Strengthen US soldiers’ relationships in Georgia
This project is fully funded. Thank you!
With the help of one generous donor, Spirit of America spent $660 to purchase 3 otoscopes, 3 ophthalmoscopes, and 3 baby scales.
The project is fully funded. THANK YOU!
Shortly after Georgia gained its independence from the Soviet Union, a conflict broke out between the autonomous region of Abkhazia and the internationally recognized Georgian government. As a result of this conflict, over 200,000 civilians were displaced inside the country. Most of these internally displaced persons (IDPs) settled in Samegrelo, one of the country’s largest and most populated regions. Recently, the de facto Abkhazian government, along with Russian FSB border forces, closed two of four crossing points between Georgia and breakaway Abkhazia along the Administrative Boundary Line (ABL). Restrictions at the remaining open border crossings have also increased. These new restrictions have increased crossing time and have resulted in the deaths of at least two patients attempting to cross into Georgia-proper for medical care.

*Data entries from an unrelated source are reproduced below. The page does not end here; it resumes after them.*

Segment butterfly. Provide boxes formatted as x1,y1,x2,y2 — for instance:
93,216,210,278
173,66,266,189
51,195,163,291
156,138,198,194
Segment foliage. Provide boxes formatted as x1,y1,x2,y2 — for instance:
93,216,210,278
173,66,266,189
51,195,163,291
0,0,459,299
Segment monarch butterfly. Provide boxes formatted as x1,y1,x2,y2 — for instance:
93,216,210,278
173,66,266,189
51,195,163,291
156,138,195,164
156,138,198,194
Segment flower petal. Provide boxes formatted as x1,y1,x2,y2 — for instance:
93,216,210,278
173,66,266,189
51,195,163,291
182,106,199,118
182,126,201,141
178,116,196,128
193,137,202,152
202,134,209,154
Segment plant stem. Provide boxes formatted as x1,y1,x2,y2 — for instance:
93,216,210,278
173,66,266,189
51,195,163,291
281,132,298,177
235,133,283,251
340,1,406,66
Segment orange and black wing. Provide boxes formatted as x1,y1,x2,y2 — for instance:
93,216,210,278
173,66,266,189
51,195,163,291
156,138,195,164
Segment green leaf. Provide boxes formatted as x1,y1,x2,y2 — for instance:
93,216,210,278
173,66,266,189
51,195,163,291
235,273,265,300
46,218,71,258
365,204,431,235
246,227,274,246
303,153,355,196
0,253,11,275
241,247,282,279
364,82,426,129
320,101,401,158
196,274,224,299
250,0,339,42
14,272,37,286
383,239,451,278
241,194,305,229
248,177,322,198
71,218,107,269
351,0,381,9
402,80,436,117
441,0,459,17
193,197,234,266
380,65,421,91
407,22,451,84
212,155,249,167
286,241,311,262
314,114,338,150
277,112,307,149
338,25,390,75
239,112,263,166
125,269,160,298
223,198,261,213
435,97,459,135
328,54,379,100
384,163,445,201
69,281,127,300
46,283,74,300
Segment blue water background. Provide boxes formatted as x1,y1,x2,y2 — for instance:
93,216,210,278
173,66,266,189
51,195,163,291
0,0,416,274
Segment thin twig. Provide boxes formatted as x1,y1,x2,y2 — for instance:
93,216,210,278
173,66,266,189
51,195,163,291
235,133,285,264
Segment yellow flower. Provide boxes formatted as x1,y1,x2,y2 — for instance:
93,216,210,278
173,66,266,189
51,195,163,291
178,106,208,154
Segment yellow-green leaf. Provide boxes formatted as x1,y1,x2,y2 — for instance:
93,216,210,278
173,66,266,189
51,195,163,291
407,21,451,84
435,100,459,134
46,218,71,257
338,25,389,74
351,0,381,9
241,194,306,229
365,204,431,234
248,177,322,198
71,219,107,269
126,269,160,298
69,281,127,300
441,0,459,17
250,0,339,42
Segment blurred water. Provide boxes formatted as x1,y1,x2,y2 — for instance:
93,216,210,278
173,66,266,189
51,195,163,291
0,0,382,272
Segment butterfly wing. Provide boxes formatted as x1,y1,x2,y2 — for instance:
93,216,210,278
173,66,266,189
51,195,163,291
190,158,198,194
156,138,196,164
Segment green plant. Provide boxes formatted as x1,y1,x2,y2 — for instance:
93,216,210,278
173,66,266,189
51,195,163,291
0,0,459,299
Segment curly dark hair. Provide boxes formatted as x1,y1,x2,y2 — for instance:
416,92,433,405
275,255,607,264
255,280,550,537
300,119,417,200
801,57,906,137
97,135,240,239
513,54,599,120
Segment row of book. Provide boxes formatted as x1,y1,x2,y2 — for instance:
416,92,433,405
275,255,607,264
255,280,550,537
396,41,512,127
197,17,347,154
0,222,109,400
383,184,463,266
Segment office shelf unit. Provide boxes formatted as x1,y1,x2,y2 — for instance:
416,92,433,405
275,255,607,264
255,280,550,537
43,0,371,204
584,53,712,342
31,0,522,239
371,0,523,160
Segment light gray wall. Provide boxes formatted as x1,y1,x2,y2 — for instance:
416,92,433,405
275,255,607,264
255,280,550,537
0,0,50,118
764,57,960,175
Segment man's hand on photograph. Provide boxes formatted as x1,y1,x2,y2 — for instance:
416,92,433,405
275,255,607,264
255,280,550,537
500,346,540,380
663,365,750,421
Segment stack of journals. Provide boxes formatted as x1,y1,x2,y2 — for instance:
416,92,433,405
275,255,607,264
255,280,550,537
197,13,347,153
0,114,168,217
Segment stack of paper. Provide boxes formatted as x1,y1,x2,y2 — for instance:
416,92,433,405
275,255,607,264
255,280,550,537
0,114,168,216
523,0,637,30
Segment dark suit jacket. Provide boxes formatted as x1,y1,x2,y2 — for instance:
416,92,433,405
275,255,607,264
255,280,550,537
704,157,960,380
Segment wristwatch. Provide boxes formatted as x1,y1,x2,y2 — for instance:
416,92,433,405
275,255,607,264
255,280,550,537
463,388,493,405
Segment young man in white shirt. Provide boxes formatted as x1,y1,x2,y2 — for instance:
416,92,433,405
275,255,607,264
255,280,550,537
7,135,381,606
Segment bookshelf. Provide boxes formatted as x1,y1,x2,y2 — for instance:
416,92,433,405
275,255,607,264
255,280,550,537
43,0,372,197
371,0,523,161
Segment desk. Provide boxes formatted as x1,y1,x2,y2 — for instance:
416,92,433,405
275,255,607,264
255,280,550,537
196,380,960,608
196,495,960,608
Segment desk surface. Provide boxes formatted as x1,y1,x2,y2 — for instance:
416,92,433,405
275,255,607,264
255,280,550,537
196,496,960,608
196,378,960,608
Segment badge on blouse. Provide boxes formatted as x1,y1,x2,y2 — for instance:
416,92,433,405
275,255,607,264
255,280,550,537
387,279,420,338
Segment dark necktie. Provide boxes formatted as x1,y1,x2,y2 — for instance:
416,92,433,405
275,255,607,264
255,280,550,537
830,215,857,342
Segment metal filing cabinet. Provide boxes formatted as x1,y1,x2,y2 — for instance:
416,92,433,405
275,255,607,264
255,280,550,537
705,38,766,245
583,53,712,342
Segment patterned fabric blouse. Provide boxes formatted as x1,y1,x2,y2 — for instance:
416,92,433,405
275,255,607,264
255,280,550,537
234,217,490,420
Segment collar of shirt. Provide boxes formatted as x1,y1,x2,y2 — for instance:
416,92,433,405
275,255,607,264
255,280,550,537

Georgia has been a US partner for many years. Bringing stability to the most vulnerable parts of the country by meeting basic needs, like healthcare, greatly benefits the country and region. The US Army team working in Georgia visited three ambulatory clinics in villages along the ABL that serve both IDPs and local residents. These clinics see 30-100 patients weekly but lack basic equipment to provide the required level of care. When the Army team identified some immediate needs that, if met, would have significant impacts on the medical providers’ ability to better serve the local population, they reached out to Spirit of America. The team explained that the clinics lacked funding and were in desperate need of infant scales and other medical equipment.
With your support, Spirit of America can provide the required medical equipment that will greatly improve the level of care the clinics can provide for newborns, mothers, and other patients, while also strengthening the relationship between the US soldiers and the local population along the ABL.